Now here is where it gets sticky. The State of Virginia argued in 1967 that its law did not discriminate against any race, because both those designated by the state as "white" and those designated by the state as "colored" were equally prohibited from marrying anyone designated by the state as of a different race. Both individuals who entered into an interracial marriage were punished by the same prison sentence. The Supreme Court rejected that argument. Therefore, a certain logic suggests that if state's restrictions on marriage equally prohibit a woman from marrying another woman, or a man from marrying another man, then the Equal Protection Clause can still be violated by a law limiting marriage to heterosexuals.
In fact, no state marriage law discriminates against homosexuals. No state law even considers the existence of homosexuals as a class or an individual characteristic. The language of Virginia's invalid law defined in detail what is a "white" person, what is a "colored" person, what is an "Indian" and made various exceptions for percentages of "white" and "Indian" blood. (Why? The state wanted to "honor" the descendants of John Rolfe and Pocahontas as "white.") The law in Virginia imposed criminal penalties for being married to a person of a different race. There is no counterpart in any marriage law defining what is a "heterosexual" and what is a "homosexual." There are no criminal penalties for being a homosexual married to a heterosexual, or being married to a person of the same sex. The only classes recognized by state marriage laws are "men" and "women." That is without question a rational distinction when it comes to marriage.
No state has banned homosexuals from the benefits of marriage, for such purposes as preventing "the corruption of blood," "a mongrel breed of citizens," and "the obliteration of racial pride," which were Virginia's stated defenses of its marriage law. It would be foolish to bar homosexuals from marriage for the purpose of preventing the birth of more homosexuals. Homosexual unions do not produce children of any preference.
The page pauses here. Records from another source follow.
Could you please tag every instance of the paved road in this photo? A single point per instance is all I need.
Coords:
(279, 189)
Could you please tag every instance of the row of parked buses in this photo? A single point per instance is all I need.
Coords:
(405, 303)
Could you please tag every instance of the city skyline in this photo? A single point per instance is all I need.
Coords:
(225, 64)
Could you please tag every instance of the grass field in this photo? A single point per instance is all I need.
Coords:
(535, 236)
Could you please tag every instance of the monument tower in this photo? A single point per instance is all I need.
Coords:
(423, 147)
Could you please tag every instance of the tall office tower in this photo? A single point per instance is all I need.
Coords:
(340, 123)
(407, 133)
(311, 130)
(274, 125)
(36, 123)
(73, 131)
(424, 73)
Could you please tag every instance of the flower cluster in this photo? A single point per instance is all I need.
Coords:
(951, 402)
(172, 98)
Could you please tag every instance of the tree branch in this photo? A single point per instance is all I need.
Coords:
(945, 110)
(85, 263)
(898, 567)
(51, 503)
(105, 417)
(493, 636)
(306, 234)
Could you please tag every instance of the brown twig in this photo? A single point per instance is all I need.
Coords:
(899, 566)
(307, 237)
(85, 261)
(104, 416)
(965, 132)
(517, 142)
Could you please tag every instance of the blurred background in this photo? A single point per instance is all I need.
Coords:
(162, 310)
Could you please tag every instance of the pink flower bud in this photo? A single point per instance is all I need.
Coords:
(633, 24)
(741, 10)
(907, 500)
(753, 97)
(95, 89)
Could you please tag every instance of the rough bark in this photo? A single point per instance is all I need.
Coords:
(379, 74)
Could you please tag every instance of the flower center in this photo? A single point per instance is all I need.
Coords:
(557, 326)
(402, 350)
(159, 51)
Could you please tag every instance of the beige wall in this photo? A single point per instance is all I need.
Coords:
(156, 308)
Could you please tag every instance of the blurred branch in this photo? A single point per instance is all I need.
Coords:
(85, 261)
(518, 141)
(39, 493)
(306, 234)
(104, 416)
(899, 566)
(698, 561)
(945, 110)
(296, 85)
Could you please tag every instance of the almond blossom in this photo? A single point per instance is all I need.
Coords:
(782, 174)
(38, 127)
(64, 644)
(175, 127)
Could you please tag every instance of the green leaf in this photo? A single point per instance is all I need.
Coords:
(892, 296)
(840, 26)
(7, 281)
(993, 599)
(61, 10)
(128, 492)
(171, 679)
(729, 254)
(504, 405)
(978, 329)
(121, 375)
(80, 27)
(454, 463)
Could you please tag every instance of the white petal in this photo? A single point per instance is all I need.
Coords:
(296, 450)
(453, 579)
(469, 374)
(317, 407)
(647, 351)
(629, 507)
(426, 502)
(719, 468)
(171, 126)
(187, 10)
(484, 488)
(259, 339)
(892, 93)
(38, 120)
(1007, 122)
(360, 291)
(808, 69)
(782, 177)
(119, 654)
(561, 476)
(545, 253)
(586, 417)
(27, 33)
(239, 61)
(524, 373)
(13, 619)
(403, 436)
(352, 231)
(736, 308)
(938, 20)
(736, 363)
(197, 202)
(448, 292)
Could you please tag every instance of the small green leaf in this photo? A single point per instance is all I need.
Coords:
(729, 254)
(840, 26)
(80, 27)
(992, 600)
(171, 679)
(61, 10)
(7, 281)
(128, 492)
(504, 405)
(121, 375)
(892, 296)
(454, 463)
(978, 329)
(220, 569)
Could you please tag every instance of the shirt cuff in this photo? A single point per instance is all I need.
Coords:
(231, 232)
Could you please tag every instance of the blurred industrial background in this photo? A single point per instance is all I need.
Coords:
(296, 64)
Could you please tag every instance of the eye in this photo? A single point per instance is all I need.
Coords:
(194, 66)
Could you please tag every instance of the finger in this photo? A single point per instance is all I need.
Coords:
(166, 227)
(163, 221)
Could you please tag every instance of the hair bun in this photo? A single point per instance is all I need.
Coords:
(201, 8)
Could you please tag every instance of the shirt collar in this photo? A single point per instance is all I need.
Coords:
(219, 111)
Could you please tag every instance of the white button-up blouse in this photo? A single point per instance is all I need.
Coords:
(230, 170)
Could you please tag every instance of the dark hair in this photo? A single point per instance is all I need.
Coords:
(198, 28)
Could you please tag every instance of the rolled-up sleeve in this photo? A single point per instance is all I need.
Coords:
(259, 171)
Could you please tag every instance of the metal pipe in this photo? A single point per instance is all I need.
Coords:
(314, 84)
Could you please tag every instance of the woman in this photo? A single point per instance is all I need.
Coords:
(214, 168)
Same-sex couples who wish to adopt children have made a consistent point that the orientation of the parent does not influence the orientation of the child.
All that current marriage laws in most states do is to accept and adopt the definition of what marriage is, a definition which has been in effect for many centuries in Europe and North America, and in some parts of the world for thousands of years. Definition of terms is generally required in any law before anything else can be said. What same-sex couples object to is not that they have been discriminated against, but that marriage has been defined as something they don't want, and does not include something they do want. That is not unequal protection of the laws. If the right to marry "the spouse of one's choice" is understood to mean whatever one chooses, why stop at a person of any gender? Why not one's dog, or a sheep, or one's car? A lot of men have love affairs with their cars, why not issue marriage licenses? That is if they are not already married to a woman, or a man. Marriage to both a man and a car would be bigamy, wouldn't it?
Once the state chooses to license something called "marriage," and defines what the licensed activity is, the state may not discriminate among people who wish to enter into the covenant defined by law as a "marriage." If marriage IS the union of one man and one woman, then the state may not discriminate as to which man can marry which woman. Not based on race, not based on sexual orientation, not based on hair color, not based on nationality. The state has no constitutional obligation to license as a "marriage" anything that any given individual wants to call a "marriage." You can call it a marriage if you want to. You just can't get a license for it from the state.